Discipline could range from a reprimand to dismissal for the offending attorney.
But in December 2020, after Greenberg filed a challenge, Kenney said the rule violated attorneys’ free-speech rights. Kenney issued a preliminary injunction, suspending implementation of the rule until the matter could be fully litigated.
Defendants in the case include 12 members of the state Supreme Court’s Disciplinary Board. They are: Celeste L. Dee, John P. Goodrich, Jerry M. Lehocky, Christopher M. Miller, Robert Mongeluzzi, Gretchen M. Mundorff, John C. Rafferty Jr., Dion G. Rassias, Robert L. Repard, Eugene F. Scanlon Jr., David S. Senoff and Shohan H. Vance.
Their spokesperson said they have no comment for this PGN update.
After Kenney ruled against disciplinary-board members, the defendants filed an appeal with the Third Circuit Court of Appeals but withdrew the appeal in March 2021, without explanation.
A revised rule was promulgated by the state Supreme Court in July 2021, which emphasizes prohibiting biased conduct on the part of attorneys, rather than biased speech. The new rule also notes that attorneys’ speeches, communications, debates, presentations, or publications outside the practice of law aren’t at issue.

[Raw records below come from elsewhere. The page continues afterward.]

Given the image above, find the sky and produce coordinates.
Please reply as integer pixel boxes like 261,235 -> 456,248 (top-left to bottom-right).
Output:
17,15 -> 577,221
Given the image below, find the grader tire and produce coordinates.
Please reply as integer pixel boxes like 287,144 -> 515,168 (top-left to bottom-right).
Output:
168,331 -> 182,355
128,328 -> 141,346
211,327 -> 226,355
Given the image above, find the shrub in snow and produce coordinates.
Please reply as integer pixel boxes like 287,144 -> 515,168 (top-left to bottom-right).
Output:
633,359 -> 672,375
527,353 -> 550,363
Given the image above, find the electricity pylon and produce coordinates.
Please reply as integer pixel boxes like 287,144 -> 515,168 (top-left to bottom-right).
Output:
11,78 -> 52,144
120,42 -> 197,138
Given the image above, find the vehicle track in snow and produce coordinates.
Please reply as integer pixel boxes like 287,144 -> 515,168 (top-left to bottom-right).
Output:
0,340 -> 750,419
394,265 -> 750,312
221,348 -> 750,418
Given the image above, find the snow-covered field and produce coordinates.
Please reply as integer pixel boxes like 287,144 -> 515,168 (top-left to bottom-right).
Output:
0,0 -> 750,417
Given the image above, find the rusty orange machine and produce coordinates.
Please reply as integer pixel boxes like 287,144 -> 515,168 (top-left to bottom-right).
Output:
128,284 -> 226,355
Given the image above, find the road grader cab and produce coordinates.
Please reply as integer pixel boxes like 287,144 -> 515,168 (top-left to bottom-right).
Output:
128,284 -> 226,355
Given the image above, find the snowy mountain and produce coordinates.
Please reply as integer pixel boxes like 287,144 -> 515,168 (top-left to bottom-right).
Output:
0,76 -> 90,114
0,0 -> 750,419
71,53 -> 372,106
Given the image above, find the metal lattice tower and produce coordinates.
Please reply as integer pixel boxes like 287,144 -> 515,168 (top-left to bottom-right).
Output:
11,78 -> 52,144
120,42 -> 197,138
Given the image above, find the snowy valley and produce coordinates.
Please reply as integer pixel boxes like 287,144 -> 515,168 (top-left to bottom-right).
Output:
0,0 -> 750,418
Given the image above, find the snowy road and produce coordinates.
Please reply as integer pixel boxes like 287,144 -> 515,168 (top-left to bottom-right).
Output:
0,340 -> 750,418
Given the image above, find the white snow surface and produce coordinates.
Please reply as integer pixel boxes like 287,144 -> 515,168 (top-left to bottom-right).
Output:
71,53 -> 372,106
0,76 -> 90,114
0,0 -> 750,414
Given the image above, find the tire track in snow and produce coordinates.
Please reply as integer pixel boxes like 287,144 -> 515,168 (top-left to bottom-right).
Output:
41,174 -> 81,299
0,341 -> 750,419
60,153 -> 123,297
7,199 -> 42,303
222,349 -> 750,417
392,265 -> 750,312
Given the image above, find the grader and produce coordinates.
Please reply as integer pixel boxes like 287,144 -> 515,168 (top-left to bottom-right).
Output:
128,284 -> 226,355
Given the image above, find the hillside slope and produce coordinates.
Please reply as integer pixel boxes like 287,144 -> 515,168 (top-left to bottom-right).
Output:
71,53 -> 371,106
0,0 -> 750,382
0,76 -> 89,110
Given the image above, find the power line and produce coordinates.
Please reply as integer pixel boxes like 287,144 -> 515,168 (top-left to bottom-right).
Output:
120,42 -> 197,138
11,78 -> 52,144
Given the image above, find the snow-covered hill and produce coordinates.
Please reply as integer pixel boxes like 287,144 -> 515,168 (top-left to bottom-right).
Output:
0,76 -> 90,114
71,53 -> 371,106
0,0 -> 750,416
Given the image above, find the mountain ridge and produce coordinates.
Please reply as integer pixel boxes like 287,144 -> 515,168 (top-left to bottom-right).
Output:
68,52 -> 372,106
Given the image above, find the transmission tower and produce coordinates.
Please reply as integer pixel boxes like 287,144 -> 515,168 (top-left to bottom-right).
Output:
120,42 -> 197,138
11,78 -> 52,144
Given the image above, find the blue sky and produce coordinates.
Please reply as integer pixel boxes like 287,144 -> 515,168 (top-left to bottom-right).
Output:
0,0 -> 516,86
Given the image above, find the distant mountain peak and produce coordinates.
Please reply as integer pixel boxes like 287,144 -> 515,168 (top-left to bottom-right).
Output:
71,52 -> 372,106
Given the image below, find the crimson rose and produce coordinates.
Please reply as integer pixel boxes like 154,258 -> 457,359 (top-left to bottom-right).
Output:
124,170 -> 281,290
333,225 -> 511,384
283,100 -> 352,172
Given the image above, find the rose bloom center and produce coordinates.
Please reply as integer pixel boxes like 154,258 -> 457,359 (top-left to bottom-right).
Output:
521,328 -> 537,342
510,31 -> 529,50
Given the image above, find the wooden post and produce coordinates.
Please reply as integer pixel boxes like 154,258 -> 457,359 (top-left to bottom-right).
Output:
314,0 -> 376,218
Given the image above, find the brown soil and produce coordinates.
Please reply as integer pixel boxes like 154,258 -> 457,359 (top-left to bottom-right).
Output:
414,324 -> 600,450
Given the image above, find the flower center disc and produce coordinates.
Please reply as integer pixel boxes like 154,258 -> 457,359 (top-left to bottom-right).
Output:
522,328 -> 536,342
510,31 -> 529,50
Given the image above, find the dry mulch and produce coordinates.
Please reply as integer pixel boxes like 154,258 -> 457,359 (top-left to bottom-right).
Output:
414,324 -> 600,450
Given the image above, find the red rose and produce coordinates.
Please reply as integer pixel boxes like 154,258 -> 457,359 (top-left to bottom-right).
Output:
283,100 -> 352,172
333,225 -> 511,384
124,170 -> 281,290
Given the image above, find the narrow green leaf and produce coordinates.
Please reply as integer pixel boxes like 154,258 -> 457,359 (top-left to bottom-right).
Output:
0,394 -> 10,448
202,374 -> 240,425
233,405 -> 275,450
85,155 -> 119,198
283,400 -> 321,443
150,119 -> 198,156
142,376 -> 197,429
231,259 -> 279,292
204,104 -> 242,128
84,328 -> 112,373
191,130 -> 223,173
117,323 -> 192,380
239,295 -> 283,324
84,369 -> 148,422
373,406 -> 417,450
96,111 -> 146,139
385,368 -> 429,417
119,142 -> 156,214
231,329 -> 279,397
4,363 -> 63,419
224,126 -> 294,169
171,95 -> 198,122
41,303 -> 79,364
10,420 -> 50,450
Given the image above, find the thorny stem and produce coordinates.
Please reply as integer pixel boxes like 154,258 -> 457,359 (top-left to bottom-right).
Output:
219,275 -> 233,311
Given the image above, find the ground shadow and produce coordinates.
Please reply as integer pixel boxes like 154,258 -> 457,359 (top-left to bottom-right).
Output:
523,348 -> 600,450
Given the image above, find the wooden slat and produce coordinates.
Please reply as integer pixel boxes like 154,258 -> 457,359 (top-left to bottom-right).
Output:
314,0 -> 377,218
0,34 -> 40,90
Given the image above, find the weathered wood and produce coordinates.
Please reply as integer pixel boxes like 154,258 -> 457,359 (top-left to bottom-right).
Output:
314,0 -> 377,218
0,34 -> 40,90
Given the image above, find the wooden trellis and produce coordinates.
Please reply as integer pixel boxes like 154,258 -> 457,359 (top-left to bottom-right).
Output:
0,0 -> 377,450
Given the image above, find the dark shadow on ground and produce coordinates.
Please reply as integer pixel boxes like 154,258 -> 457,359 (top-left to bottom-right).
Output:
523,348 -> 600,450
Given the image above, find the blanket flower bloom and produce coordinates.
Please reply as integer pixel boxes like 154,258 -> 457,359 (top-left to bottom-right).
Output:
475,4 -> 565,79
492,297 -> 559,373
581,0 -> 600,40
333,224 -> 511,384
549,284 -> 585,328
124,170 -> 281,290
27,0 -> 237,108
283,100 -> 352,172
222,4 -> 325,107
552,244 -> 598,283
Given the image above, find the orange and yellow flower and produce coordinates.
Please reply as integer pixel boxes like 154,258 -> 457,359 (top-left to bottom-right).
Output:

But Greenberg continues to be concerned the new rule will infringe upon free-speech rights. He’s particularly concerned about the new rule’s definitions for “harassment” and “discrimination,” which he claims are broad and vague, according to court papers.
The new rule, which is known as Rule 8.4(g), remains on the disciplinary board’s website, though it’s not being enforced during the pendency of Greenberg’s litigation, according to court papers.
Adam E. Schulman, an attorney for Greenberg, issued this statement about CLS’ brief: “With respect to the CLS amicus [brief], their views are independent of Zach’s and their brief does not speak for Zach. However, we are aware of — and do appreciate — CLS’ continued advocacy in support of First Amendment rights against overreaching rules like Pennsylvania’s 8.4(g).”
Angela D. Giampolo, a local LGBT civil-rights attorney, expressed puzzlement regarding opposition to the new rule. “It baffles and saddens me how much attention and litigation the addition of Rule 8.4(g) to the Pennsylvania Rules of Professional Conduct for lawyers has generated,” Giampolo said, in an email. “It is merely a mirror to the rule that the American Bar Association adopted and the intent behind it is to provide a safe place for LGBTQIA+ people in the law and to uphold the integrity of the profession. I don’t see how asking a lawyer, in their capacity as a lawyer, to not harrass or discriminate against someone based on their gender identity or sexual orientation violates their constitutional rights. The rule even allows for lawyers whose faith may conflict with providing the best representation to decline or withdraw from the representation. Again, it’s all truly baffling.”
Kenney, 66, has served on the federal judiciary for three years. He was appointed to the federal bench by then-President Donald Trump. He previously served as sheriff of Delaware County, Pa. He’s also a former member of the Pennsylvania State Republican Committee.
A decision by Kenney on Greenberg’s request to nullify the rule is expected within the next few months.